Optimised for: NZ · Calculations run in your browser · No data stored
Frequently Asked Questions
What are the New Zealand income tax rates for 2025?
10.5% on the first $15,600. 17.5% from $15,601 to $53,500. 30% from $53,501 to $78,100. 33% from $78,101 to $180,000. 39% above $180,000. Unlike Australia, New Zealand has no tax-free threshold — income tax begins from the first dollar earned, though the lowest band rate of 10.5% is very low.
What is the ACC Earner Levy?
The ACC Earner Levy is a compulsory contribution to the Accident Compensation Corporation, which provides no-fault personal injury cover for all New Zealanders. The 2025 rate is 1.67 cents per dollar on earnings up to a maximum of $142,283. This adds approximately $2,376/year at the earnings cap and is deducted by your employer alongside PAYE.
How does KiwiSaver work?
KiwiSaver is a workplace retirement savings scheme. Employee contribution rates are 3%, 4%, 6%, 8%, or 10% of gross pay. Your employer contributes a minimum matching 3%. The Government provides a Member Tax Credit of up to $521.43/year for members who contribute at least $1,042.86. KiwiSaver employee contributions come from post-tax income — unlike Australian super salary sacrifice which is pre-tax.

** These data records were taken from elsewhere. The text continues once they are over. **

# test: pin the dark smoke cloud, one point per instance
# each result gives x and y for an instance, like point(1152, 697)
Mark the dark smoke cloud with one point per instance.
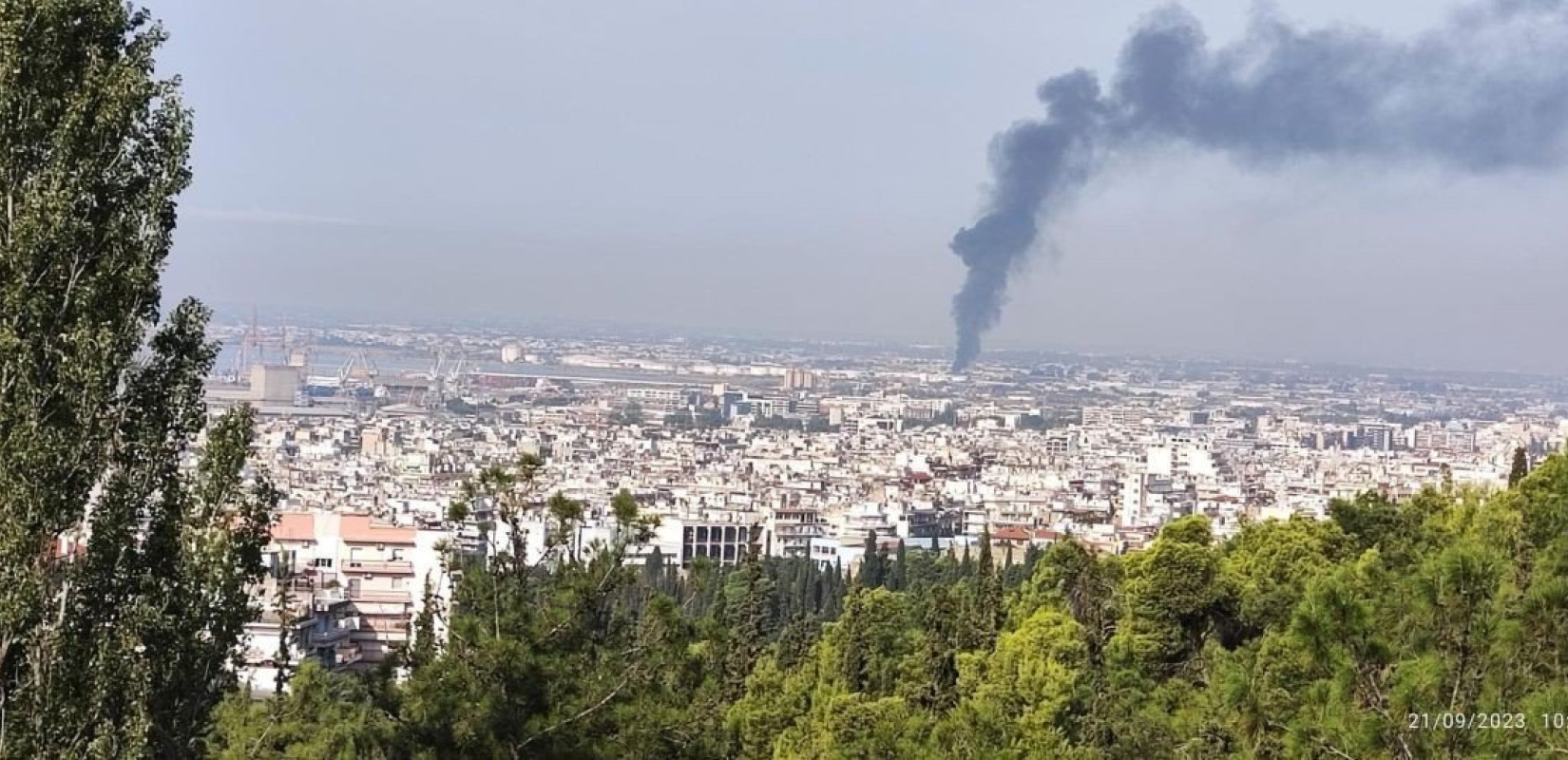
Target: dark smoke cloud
point(1485, 93)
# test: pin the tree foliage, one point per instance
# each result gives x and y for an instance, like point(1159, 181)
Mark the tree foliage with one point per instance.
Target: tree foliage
point(124, 567)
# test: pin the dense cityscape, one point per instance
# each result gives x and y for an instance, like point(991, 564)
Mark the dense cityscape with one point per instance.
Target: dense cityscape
point(564, 532)
point(811, 450)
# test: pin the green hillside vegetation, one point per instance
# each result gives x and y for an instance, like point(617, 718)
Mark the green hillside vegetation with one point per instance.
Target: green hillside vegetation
point(1294, 638)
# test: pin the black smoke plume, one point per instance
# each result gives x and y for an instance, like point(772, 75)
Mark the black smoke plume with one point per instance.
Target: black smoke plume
point(1485, 93)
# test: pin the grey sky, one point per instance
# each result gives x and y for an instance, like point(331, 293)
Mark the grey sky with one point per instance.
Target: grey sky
point(800, 166)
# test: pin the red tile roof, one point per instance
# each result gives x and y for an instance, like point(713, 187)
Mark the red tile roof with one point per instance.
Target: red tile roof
point(359, 530)
point(296, 527)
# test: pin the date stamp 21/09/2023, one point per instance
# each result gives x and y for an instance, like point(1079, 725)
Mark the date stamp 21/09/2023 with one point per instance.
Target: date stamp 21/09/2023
point(1487, 721)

How is the 39% top rate applied?
The 39% rate applies only to income above $180,000 — the portion above that threshold. It does not apply to all income retroactively. A person earning $200,000 pays 39% only on the $20,000 above $180,000 ($7,800), not on their entire income. Their effective overall tax rate including ACC would be approximately 29%, well below the 39% marginal rate.
Do I need to file a tax return in NZ?
Most NZ employees with a single employer and no other income sources do not need to file a tax return — IRD automatically calculates whether a refund or additional payment is due through the end-of-year auto-calculation process. You must file a return if you have multiple income sources, rental income, overseas income, or claim deductions.